01/08/2014 01:58 pm ET Updated Mar 10, 2014

Is This the Secret to Success?

Have you ever found yourself taking on more than you can handle? Maybe you find yourself in that position all the time. Every time an exciting opportunity knocks at your door you decide to take it without taking the time to think if you can really handle it. Well, if you want to really be successful then you need to stop doing that. Learning to say no is one of the most important things you can ever learn. It's very difficult for sure, but it's what truly allows you to focus on the things you want so you can excel in them. It's natural to have fear of missed opportunities, or FOMO, as I like to call it. It's an issue I've had problems with my whole life. I would bite off more than I could chew, and then I was constantly behind on everything while cursing myself for allowing it to get to this point. There's only a certain amount of hours in the day, and if you stretch yourself too thin you won't get any meaningful progress in any single one of them.

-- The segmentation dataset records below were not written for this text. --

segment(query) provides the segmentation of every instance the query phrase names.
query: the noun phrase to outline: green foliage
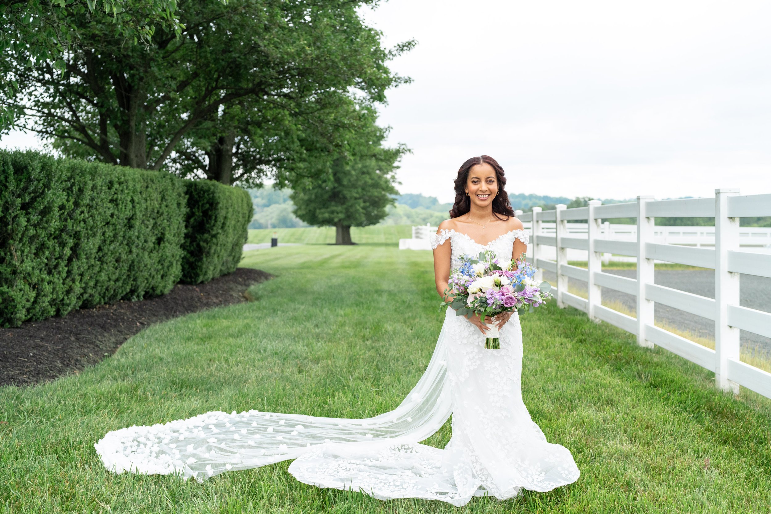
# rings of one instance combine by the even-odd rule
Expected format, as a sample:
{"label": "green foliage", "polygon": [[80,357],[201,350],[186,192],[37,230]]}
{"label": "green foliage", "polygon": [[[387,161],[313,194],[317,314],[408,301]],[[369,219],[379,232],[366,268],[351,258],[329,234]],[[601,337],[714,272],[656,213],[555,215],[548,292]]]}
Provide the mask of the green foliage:
{"label": "green foliage", "polygon": [[0,325],[167,293],[185,211],[167,173],[0,151]]}
{"label": "green foliage", "polygon": [[249,223],[250,229],[298,228],[307,227],[295,216],[295,204],[289,198],[291,190],[273,186],[248,190],[254,215]]}
{"label": "green foliage", "polygon": [[396,162],[409,150],[382,146],[387,129],[371,119],[368,129],[348,134],[349,151],[338,156],[322,180],[295,184],[295,215],[307,223],[338,227],[337,243],[350,244],[350,227],[374,225],[394,203]]}
{"label": "green foliage", "polygon": [[[25,44],[38,40],[39,23],[0,22],[10,34],[0,77],[15,85],[13,94],[0,89],[0,108],[68,156],[285,185],[327,173],[347,151],[341,135],[407,82],[386,64],[413,43],[383,48],[359,12],[373,0],[123,0],[127,26],[134,15],[146,22],[140,44],[126,42],[112,11],[66,1],[72,8],[56,10],[57,30],[45,32],[66,47],[59,59],[35,59]],[[153,15],[166,3],[173,23]]]}
{"label": "green foliage", "polygon": [[449,209],[442,212],[424,207],[412,209],[406,205],[396,203],[388,207],[388,216],[380,223],[382,225],[425,225],[429,223],[432,227],[436,227],[449,217]]}
{"label": "green foliage", "polygon": [[249,193],[210,180],[187,180],[182,281],[208,282],[235,271],[251,220]]}
{"label": "green foliage", "polygon": [[[259,301],[149,327],[78,375],[0,388],[0,505],[19,513],[771,512],[771,400],[719,391],[712,371],[554,302],[522,317],[522,399],[548,441],[573,454],[581,478],[567,487],[459,509],[319,489],[285,462],[203,484],[115,475],[99,462],[93,445],[108,431],[208,411],[365,418],[395,408],[444,319],[432,260],[365,245],[250,252],[243,265],[276,275],[254,287]],[[448,421],[425,444],[444,448],[451,434]]]}
{"label": "green foliage", "polygon": [[452,203],[439,203],[436,197],[425,197],[420,193],[408,193],[396,197],[396,203],[412,209],[426,209],[446,213],[453,208]]}
{"label": "green foliage", "polygon": [[[130,5],[128,5],[130,4]],[[69,54],[82,52],[83,34],[76,20],[95,17],[105,20],[105,37],[116,44],[148,43],[157,26],[175,34],[182,25],[175,15],[177,0],[11,0],[0,3],[0,54],[14,66],[32,69],[48,62],[62,76]],[[7,71],[7,70],[6,70]],[[0,130],[25,114],[19,102],[16,74],[0,73]]]}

Success will bring you bigger and better opportunities with time. As you succeed, though, you need to learn to prioritize the opportunities that are coming your way, finding a good balance between over-committing and taking on enough to push you further into success. It's all about setting realistic goals. Not everything can be done at once, so ask yourself, which comes first? What goal is most important to me now? Then try organizing time and energy to reflect those priorities. Obviously, that's the most challenging part, so here are a few tips to get you started. It's not a magical formula by any means, but it's something.

1.Don't respond immediately -- Ask yourself when a new request comes in if you're in the best state right now to take on more. The absolute worst time you can make a decision is when you're stressed, tired, doing something else, or excited about the thing that's been brought to you -- and typically that's when you'll get asked. Give yourself time to take everything in and be thoughtful about it before you respond.

2. Ask if it aligns with your goals -- Obviously there are a million routes to success that you can take, but is taking on this particular project going to help you get to where you want to go? Or is it going to have you moving horizontally? It's important to know this. Just because you see a great opportunity doesn't mean it's the right opportunity for you.

3. Practice -- It sounds obvious, but it's true. Saying "no" is like any other skill; it's going to be tough at first, but after some time you'll get the hang of it. Just be direct, don't over talk, and don't be wishy-washy. Be appreciative that you've been asked, look them in the eyes, and speak up.

In the wise words of the late Steve Jobs, "People think focus means saying yes to the thing you've got to focus on. But that's not what it means at all. It means saying no to the hundred other good ideas there are. You have to pick carefully." So starting picking carefully!